Sheri Fitts is blunt about the mistakes 401(k) financial advisors make, and like most marketing mavens, she says it has to do with their brand—but not it a way one would think.
“Almost every other industry has rightly said, ‘I don’t want to be a commodity,’ so they shifted the way they buy and sell,” Fitts, president of ShoeFitts Marketing, argues. “Advisors have not.”
After presenting the executives in attendance at the GRP Advisor Alliance 2016 Industry Leaders Conference recently in Haines, Alaska with colorful, comfortable socks (in keeping with the “shoe fits” theme), the Portland, Oregon-based marketing expert and speaker described what can be done.

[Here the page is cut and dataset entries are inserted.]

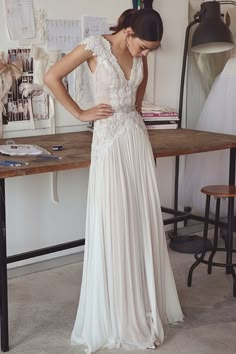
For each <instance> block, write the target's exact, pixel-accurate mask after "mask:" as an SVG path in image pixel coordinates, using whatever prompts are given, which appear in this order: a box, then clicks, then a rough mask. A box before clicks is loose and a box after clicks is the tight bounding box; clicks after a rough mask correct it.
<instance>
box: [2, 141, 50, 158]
mask: <svg viewBox="0 0 236 354" xmlns="http://www.w3.org/2000/svg"><path fill="white" fill-rule="evenodd" d="M0 153H1V154H4V155H11V156H23V155H40V154H50V153H49V152H48V151H47V150H45V149H43V148H41V147H40V146H37V145H29V144H19V145H18V144H6V145H0Z"/></svg>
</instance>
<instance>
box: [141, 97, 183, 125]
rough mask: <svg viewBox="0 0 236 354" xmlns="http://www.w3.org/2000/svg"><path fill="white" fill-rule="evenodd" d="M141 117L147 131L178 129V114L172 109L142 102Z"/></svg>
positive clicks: (153, 104)
mask: <svg viewBox="0 0 236 354" xmlns="http://www.w3.org/2000/svg"><path fill="white" fill-rule="evenodd" d="M142 117H143V120H144V123H145V125H146V127H147V129H176V128H178V121H179V117H178V113H177V112H176V111H175V110H174V109H171V108H168V107H164V106H160V105H155V104H153V103H149V102H147V101H143V104H142Z"/></svg>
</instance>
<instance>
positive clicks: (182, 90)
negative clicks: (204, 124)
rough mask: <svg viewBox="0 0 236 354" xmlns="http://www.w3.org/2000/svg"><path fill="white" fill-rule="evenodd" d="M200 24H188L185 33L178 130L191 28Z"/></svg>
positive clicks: (182, 109) (180, 116)
mask: <svg viewBox="0 0 236 354" xmlns="http://www.w3.org/2000/svg"><path fill="white" fill-rule="evenodd" d="M198 22H199V20H198V18H194V20H193V21H192V22H190V23H189V24H188V26H187V28H186V31H185V40H184V51H183V60H182V72H181V80H180V94H179V111H178V115H179V121H178V128H181V122H182V113H183V97H184V84H185V74H186V63H187V55H188V45H189V34H190V29H191V27H192V26H193V25H195V24H196V23H198Z"/></svg>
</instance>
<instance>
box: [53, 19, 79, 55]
mask: <svg viewBox="0 0 236 354" xmlns="http://www.w3.org/2000/svg"><path fill="white" fill-rule="evenodd" d="M46 32H47V35H46V36H47V49H48V50H59V51H61V52H68V51H70V50H72V49H73V48H75V47H76V46H77V45H78V44H79V43H80V42H81V39H82V36H81V21H80V20H63V19H55V20H50V19H48V20H46Z"/></svg>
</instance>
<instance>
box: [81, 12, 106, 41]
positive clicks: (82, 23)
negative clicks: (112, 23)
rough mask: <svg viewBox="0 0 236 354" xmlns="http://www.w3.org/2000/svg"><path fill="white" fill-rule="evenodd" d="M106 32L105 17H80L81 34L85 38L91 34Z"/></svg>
mask: <svg viewBox="0 0 236 354" xmlns="http://www.w3.org/2000/svg"><path fill="white" fill-rule="evenodd" d="M107 32H108V23H107V18H106V17H97V16H85V15H84V16H83V17H82V36H83V38H87V37H89V36H91V35H94V36H96V35H100V34H104V33H107Z"/></svg>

“I can do a 1031 swap online in my pajamas,” the author of Deconstructing Digital: Simple Ways to Connect with Your Next-Generation Financial Clients and 100 Social Media Success Tips, explains. “It’s just not the same with advisory services. When I look at advisors, they have not changed the way they sell.”

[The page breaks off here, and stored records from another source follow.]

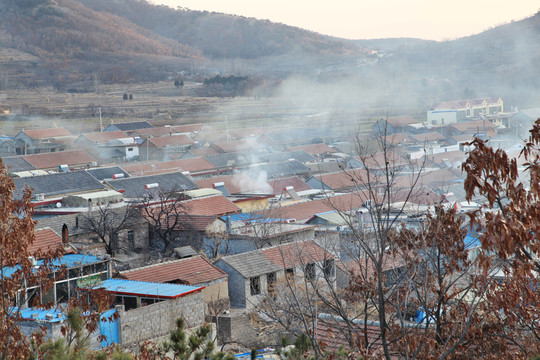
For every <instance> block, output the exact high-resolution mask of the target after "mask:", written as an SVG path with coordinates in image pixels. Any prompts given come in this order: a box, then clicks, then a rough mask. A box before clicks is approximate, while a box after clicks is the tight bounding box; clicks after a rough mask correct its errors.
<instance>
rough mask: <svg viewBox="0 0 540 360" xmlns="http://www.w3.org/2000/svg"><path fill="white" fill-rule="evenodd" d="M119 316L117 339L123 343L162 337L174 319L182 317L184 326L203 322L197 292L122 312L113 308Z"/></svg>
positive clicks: (173, 324)
mask: <svg viewBox="0 0 540 360" xmlns="http://www.w3.org/2000/svg"><path fill="white" fill-rule="evenodd" d="M116 309H117V311H118V315H119V319H118V322H119V332H120V334H119V339H120V343H121V344H123V345H128V344H137V343H140V342H142V341H144V340H150V339H152V338H157V337H162V336H166V335H168V334H169V332H170V331H171V330H173V329H175V328H176V319H178V318H179V317H183V318H184V319H185V323H186V327H187V328H192V327H197V326H200V325H201V324H202V323H203V321H204V310H205V305H204V302H203V294H202V292H201V291H198V292H195V293H191V294H189V295H185V296H182V297H179V298H176V299H170V300H165V301H161V302H158V303H155V304H152V305H147V306H143V307H140V308H136V309H131V310H129V311H125V309H124V306H123V305H118V306H117V307H116Z"/></svg>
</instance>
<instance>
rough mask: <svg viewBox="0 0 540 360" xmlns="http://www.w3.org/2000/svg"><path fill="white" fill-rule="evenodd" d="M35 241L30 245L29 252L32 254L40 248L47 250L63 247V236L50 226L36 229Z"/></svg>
mask: <svg viewBox="0 0 540 360" xmlns="http://www.w3.org/2000/svg"><path fill="white" fill-rule="evenodd" d="M34 236H35V240H34V243H33V244H32V245H30V246H28V252H29V253H30V254H32V255H34V254H36V252H37V251H38V250H41V251H42V252H47V251H50V250H56V249H57V248H60V247H62V238H61V237H60V236H59V235H58V234H57V233H55V232H54V231H52V230H51V229H50V228H45V229H42V230H36V231H35V232H34Z"/></svg>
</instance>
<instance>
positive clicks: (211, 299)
mask: <svg viewBox="0 0 540 360" xmlns="http://www.w3.org/2000/svg"><path fill="white" fill-rule="evenodd" d="M120 275H121V276H122V277H123V278H125V279H128V280H136V281H149V282H158V283H168V284H182V285H190V286H201V287H204V288H203V290H202V293H203V300H204V303H205V304H206V313H207V314H211V313H212V311H215V310H217V309H220V310H221V311H223V310H226V309H228V308H229V288H228V285H227V274H225V273H224V272H223V271H222V270H220V269H218V268H217V267H215V266H214V265H212V264H211V263H210V262H209V261H208V260H207V259H206V258H204V257H203V256H201V255H196V256H193V257H189V258H185V259H179V260H172V261H165V262H161V263H157V264H151V265H148V266H143V267H139V268H135V269H131V270H126V271H122V272H120Z"/></svg>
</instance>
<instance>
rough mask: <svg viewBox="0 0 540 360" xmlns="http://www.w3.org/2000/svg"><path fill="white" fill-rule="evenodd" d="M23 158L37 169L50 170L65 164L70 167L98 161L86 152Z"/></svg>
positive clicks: (39, 154) (37, 154) (27, 156)
mask: <svg viewBox="0 0 540 360" xmlns="http://www.w3.org/2000/svg"><path fill="white" fill-rule="evenodd" d="M21 157H22V158H23V159H24V160H26V161H28V162H29V163H30V164H31V165H32V166H33V167H35V168H36V169H50V168H55V167H58V166H59V165H64V164H66V165H68V166H78V165H87V164H91V163H93V162H95V161H96V159H95V158H94V157H92V156H91V155H90V154H88V152H86V151H84V150H71V151H60V152H54V153H43V154H34V155H24V156H21Z"/></svg>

Pointing to Al Gore’s “invention of the Internet” in 1995, she says it’s been a decades-long stagnation in the evolution of advisor marketing.
“I’ll note advisors have changed the way they buy, as we all have, especially with the advent of online retail and distribution options, but they have not changed how they sell.”
The solution has to do with their aforementioned brand, something Fitts says they usually think of once, when they name the company and develop a logo, and that’s it.
“They don’t think of their brand as a competitive advantage, but that’s exactly what it is. We call it ‘your brand, your business, your bottom line.'”
Noting the advisor’s brand is a client-service strategy, she concludes, “The best way to fight commoditization is with superior client service. Starbucks does it, Zappos does it, good hotels do it, and really smart advisory firms are doing it.”